The fix had two parts. First, I replaced the binary "confident → PR, else → note" decision with a much narrower gate. Most fixes should result in a diagnosis note with a suggested fix, not a PR. Only the most obvious, mechanically verifiable fixes (typos, missing null checks, wrong variable names) should get auto-PRed. Second, I added a verify→iterate loop before any PR gets created: run syntax checks, run targeted tests, have the agent read its own git diff and review the changes. If anything fails, feed it back as context and retry. This is the same pattern used by platforms like Devin and OpenAI Codex. Evidence from tools, not self-assessment from the model.
7. The SDK Is What Makes It Work
Tool wrapping, steer(), abort(), subscribe(), the event stream. These are simple primitives individually, but they compose into a full control system over the agent loop. Claude Code doesn't expose these because it doesn't need to for its use case. Pi's SDK exposes them because the whole point is to let developers build their own control layer. Everything I built, the budget tracker, the stuck watchdog, the progressive escalation, sits on top of these SDK primitives. Without that level of access to the agent loop, none of it would be possible.
Best Practices for Agent Harness Development
Do
- Inject budget/state into every tool result. The LLM must see its constraints on every call.
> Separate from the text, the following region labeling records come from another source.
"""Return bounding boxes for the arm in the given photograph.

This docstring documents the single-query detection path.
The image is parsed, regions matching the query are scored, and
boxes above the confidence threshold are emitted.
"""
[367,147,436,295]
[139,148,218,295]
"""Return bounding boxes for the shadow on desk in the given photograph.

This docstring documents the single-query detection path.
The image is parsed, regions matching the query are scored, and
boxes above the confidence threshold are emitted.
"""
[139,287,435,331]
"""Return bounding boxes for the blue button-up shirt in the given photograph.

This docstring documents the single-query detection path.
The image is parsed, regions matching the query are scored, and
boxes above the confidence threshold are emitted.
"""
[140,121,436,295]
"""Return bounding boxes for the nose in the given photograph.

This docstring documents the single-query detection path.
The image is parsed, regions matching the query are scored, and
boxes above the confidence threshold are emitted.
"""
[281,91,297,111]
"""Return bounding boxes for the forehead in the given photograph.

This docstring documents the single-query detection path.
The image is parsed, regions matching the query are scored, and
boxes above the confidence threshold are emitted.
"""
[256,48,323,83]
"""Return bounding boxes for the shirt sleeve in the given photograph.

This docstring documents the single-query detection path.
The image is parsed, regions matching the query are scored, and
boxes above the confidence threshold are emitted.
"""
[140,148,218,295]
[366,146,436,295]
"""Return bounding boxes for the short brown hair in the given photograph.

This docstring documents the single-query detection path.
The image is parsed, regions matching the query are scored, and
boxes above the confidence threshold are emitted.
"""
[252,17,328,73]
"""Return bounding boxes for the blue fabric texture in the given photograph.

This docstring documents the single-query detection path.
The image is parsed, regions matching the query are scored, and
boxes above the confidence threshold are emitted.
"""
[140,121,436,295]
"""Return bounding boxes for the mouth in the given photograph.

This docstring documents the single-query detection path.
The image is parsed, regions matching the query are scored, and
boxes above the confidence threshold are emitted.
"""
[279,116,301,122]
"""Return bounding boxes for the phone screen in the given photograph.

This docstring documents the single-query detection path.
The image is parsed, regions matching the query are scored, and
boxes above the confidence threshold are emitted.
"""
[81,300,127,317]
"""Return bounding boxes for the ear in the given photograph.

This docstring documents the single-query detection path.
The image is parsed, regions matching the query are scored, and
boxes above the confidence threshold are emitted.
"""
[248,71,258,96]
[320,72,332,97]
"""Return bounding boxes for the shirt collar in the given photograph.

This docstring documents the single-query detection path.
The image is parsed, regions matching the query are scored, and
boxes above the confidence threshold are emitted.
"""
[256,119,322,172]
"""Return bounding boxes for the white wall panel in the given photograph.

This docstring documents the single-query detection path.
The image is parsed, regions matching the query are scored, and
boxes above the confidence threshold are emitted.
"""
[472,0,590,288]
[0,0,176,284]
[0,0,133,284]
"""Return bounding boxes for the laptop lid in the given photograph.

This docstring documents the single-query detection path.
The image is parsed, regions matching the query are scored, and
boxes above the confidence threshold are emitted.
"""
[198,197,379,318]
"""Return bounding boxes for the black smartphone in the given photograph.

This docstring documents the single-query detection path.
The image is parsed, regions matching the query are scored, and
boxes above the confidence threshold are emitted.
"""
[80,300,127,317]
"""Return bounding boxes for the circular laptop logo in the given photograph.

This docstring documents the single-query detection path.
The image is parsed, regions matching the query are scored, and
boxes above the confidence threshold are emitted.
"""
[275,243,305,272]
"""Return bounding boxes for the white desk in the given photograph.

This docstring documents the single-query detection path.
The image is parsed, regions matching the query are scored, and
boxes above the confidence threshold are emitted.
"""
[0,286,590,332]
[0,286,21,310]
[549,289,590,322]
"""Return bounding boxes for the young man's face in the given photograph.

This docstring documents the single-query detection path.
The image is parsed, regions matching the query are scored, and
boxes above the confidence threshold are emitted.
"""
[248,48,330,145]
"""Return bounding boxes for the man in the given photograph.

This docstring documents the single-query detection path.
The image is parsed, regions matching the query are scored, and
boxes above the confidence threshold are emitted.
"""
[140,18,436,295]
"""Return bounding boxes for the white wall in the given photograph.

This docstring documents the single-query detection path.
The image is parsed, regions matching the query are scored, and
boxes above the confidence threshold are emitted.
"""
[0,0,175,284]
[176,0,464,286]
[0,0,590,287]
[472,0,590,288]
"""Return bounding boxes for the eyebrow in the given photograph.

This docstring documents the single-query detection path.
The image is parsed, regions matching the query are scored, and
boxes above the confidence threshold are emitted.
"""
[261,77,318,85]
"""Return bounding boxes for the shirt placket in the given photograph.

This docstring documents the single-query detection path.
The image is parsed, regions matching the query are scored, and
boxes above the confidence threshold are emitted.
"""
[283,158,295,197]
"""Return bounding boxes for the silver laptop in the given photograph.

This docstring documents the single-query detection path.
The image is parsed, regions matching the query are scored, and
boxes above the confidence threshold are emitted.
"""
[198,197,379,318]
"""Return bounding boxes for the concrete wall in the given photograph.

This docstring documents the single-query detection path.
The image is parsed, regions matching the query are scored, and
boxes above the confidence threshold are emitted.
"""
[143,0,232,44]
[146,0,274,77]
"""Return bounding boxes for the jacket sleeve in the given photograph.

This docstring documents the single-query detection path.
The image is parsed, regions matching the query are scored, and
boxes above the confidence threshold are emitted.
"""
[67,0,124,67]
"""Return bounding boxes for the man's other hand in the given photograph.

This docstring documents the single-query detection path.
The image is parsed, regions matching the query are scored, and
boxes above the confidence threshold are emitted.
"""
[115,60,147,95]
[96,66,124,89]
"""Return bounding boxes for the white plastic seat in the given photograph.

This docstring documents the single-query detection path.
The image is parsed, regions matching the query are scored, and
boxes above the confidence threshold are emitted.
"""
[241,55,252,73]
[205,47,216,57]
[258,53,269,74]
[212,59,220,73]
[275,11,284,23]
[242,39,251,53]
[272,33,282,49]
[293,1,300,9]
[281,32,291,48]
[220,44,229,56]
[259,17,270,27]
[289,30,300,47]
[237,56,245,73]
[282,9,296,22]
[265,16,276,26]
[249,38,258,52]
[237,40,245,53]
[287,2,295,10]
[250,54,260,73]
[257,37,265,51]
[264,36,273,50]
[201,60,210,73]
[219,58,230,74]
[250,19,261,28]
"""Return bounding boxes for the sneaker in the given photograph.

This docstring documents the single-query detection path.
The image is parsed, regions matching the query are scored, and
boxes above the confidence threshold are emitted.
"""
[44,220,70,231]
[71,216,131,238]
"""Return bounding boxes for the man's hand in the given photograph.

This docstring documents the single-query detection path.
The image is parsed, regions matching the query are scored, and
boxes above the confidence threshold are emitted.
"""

- Implement stuck detection based on behavioral patterns, not just call counts.
- Use progressive escalation: passive nudge → active steer → hard abort.
- Always produce an artifact, even on failure. Fallback notes beat silent timeouts.
- Log every tool call with full input/output for post-mortem analysis.
- Require tool-based evidence (test output, diffs, build results) before high-stakes actions like creating PRs.
Don't
- Trust the agent's self-assessed confidence for gating decisions. Use evidence from tools instead.
- Rely on prompt-only enforcement for long-running sessions. It decays.
- Use call counts as the primary budget mechanism. Wall-clock time is a better proxy.
- Abort without attempting graceful shutdown first.
steer()beforeabort(). - Assume the agent will self-regulate. Mechanical enforcement is the only guarantee.
- Build without observability. You need to understand what the agent did and why.
Wrapping Up
The shift from using coding agents to controlling them programmatically is a bigger leap than I expected. The hard problem isn't making agents smart, it's making them governable. An agent that ignores its budget, loops through empty searches, or creates PRs based on self-assessed confidence is worse than no agent at all. Budget visibility, stuck detection, verification loops, graceful failure. None of these come for free. You have to build them.
The Pi SDK gave me the primitives to do that. Its minimalism felt like a limitation at first, but turned out to be exactly the right foundation for building a control system around the agent loop. Claude Code remains my go-to for individual work. For controlling an autonomous agent that no one's watching, Pi was the right tool. Different problems, different tools.